And although I played sports my entire life—racquetball, volleyball, and fastpitch softball—and my partner did not, she could blow me away on a mountain bike.
Because she didn't try to control the bike's every move; she melded with it. And she would fly. My view on the trail was either the dust in her wake or the blue, puffy-clouded sky . . . because I was laying on my back, having gone over the handle bars.
Last week in my woodturning class as I was using my arch nemesis—the parting tool—the instructor peered over my shoulder and tapped lightly on the knuckles on my right hand.

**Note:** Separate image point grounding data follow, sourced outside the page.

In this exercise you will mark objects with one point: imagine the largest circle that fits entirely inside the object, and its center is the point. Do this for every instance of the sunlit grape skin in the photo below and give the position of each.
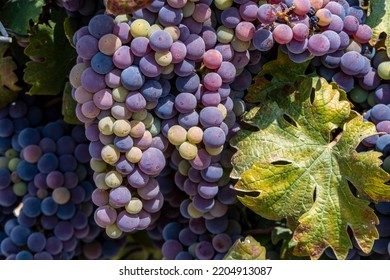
(187, 80)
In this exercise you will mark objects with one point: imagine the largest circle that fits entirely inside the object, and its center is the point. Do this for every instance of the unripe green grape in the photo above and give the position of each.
(139, 28)
(155, 27)
(134, 206)
(168, 69)
(110, 154)
(113, 179)
(134, 155)
(121, 128)
(225, 35)
(106, 125)
(113, 231)
(137, 129)
(177, 135)
(214, 151)
(240, 46)
(141, 115)
(122, 18)
(324, 16)
(188, 151)
(195, 135)
(225, 179)
(163, 58)
(98, 165)
(174, 31)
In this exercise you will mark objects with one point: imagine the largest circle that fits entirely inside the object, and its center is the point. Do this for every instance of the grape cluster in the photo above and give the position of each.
(45, 188)
(160, 93)
(186, 238)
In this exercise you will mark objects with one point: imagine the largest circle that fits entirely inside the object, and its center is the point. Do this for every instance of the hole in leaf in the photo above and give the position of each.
(335, 133)
(268, 77)
(281, 162)
(242, 193)
(288, 119)
(352, 188)
(312, 95)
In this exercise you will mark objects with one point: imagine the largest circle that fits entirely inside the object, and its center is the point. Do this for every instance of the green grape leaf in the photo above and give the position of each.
(284, 73)
(121, 7)
(247, 249)
(69, 106)
(16, 15)
(8, 79)
(379, 21)
(48, 43)
(298, 166)
(71, 25)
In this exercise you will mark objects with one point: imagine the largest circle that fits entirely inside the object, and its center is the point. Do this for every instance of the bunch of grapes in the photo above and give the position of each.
(45, 188)
(164, 86)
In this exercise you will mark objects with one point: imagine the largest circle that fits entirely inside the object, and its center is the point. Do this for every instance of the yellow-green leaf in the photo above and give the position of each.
(282, 71)
(56, 57)
(8, 79)
(247, 249)
(69, 106)
(16, 15)
(120, 7)
(294, 167)
(379, 21)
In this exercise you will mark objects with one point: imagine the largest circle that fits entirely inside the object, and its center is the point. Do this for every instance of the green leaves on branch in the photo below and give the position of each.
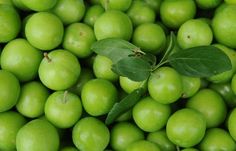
(202, 61)
(129, 61)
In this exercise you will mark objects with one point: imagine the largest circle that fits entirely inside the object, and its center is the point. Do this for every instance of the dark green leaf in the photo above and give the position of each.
(134, 68)
(124, 105)
(114, 48)
(202, 61)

They were dead white. "You can't turn with a grip like that," she said.
It was my mountain bike grip.
Aha. Therein lies the problem. I've been trying to control my tools so rigidly, they've been fighting back.
So I asked my partner to explain to me her mountain biking technique. She said, "You have to relax and become one with the bike. You have to keep everything loose, unlock your joints, keep calm and let the 'chi' flow through your body."
"What's chi?" I giggled adolescently.
"'Chi' is energy, one's life force."
So I thanked Yoda and resolved to change my approach to woodturning.
I thought of the sea turtles in Finding Nemo—the rad surfer-dudes who rode the East Australian Current. Mellow and laid back, they would literally go with the flow.
"Be a turtle." I thought to myself in class this morning. "Become one with your tools."
It worked. No gouged wood, no fisticuffs with the parting tool, and only mild sweating. There's a life lesson in there somewhere.
Maybe she knows all about chi and melding and being calm and all that weirdo woo-woo stuff.
But I know all about being an immature practical joker.